EDIT: Ah, the other reply notes that this is likely only visible in a method that also does calculations and thus keeps those values in registers.

anonymoushn · on Jan 7, 2024

if the value starts out in a register, short => int is a sign-extend instruction. short -> ushort -> int is 0 instructions.

buybackoff · on Jan 7, 2024

The sibling comments said it sooner and better

neonsunset · on Jan 7, 2024

There is also now a direct comparison with the Java results: https://github.com/buybackoff/1brc#results

jackfoxy · on Jan 7, 2024

I've left the Microsoft world. That said the dotnet environment is pretty frickin' cool. Not least of all for the mostly excellent documentation across a lot of libraries. And MS keeps throwing money at development. It's just not better enough to attract Linux devs brought up entirely in the Linux world. And I suspect most dotnet devs who jump entirely into Linux abandon dotnet because their new shop doesn't use it.

plusmax1 · on Jan 7, 2024

We develop and deploy dotnet on Linux at my shop, it works great. I can recommend it to everyone, the dev experience is wonderful. With Rider as a development environment my team couldn't be happier really. I did a lot of development in C, java and python, but C# feels a lot more solid and developing with it truly is a joy.

minimeme · on Jan 7, 2024

Can confirm, dotnet works great on Linux. We have a lot of dotnet production systems running on Linux and Docker for many years now with zero issues. Also recommend Rider in Linux for development, even our Windows folks prefer it over VS nowadays.

foverzar · on Jan 7, 2024

No issues with libraries that require old Windows ASP.NET?

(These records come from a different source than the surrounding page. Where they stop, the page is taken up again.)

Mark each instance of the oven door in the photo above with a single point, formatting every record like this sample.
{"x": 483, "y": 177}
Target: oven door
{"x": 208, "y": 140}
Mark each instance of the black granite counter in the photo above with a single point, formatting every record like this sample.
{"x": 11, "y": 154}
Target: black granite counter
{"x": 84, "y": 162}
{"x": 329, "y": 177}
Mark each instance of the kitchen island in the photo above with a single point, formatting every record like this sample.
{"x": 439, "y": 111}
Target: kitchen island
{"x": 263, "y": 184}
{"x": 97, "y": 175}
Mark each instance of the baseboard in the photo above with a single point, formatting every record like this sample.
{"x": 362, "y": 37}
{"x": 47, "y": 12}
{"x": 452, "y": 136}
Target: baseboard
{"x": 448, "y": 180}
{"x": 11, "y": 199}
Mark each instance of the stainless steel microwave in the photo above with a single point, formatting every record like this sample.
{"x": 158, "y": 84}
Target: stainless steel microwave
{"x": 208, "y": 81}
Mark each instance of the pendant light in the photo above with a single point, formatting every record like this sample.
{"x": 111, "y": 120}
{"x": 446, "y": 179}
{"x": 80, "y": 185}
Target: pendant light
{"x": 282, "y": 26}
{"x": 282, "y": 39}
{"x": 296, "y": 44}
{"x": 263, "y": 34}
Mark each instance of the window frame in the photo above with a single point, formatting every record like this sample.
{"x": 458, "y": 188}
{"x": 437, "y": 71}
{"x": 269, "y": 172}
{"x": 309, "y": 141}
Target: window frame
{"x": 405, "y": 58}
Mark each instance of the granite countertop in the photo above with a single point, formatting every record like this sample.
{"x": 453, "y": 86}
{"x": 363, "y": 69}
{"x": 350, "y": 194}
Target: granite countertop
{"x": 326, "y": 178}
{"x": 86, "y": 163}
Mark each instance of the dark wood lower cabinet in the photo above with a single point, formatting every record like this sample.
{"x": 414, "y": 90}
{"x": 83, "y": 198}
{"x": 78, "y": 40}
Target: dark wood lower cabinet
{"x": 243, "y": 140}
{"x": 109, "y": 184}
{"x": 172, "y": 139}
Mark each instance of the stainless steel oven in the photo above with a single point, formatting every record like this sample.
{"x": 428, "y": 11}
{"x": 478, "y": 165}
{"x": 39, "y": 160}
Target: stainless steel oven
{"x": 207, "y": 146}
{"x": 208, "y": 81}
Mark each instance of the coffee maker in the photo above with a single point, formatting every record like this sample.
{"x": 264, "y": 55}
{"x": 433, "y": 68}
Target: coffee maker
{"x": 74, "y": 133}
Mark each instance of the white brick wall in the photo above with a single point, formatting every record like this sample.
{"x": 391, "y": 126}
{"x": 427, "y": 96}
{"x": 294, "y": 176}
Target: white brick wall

This was a frequent issue each time I tried using something from .NET ecosystem on Linux.

minimeme · on Jan 8, 2024

This was maybe a problem on the early days of .NET Core, but from .NET 6 or so they have reimplemented (almost) all the stuff from the old .NET Framework and that in turn enabled relatively easy porting of third party libraries, so most of them are ported as of today (atleast more or less maintained ones).

kikimora · on Jan 7, 2024

Never encountered this in the last 5 years working on .NET + Linux system.

SeanKilleen · on Jan 8, 2024

We're developing in .NET and publishing Linux containers deployed to Kubernetes. It's been an absolute joy!

eyegor · on Jan 7, 2024

It's wild to me that they would write performance focused code (unsafe ptrs, memory mapped files, etc) and then still use linq in the main work loop [0]. This implementation could go much much faster. Of course rewriting the parallelism and aggregation from linq is a decent amount of effort, but I'm betting that applying the lazy man's hack [1] would have decent gains.

[0] https://github.com/buybackoff/1brc/blob/main/1brc/App.cs#L12...

[1] https://github.com/reegeek/StructLinq

brabel · on Jan 7, 2024

You're assuming they didn't try that. I wrote a blog post about a benchmark once, and posted on Reddit/HN, and everyone was like "clearly he should've tried X and Y" which I had, but didn't mention because I had mentioned many other things already which I thought were more interesting to mention... So, my advice is: try it before you accuse someone of not having done it properly. I can almost guarantee you'll find it's not better. If you find it's better, then at least you don't make a fool of yourself by suggesting inocuous changes. Performance is very surprising sometimes.

buybackoff · on Jan 7, 2024

Author there. Nothing really matters other than `ProcessChunk`. Don't you think I kind of know what I'm doing with these numbers!?

anonymoushn · on Jan 7, 2024

I don't think much time is spent in this code.

miga · on Jan 8, 2024

Anybody would host a language-agnostic comparison?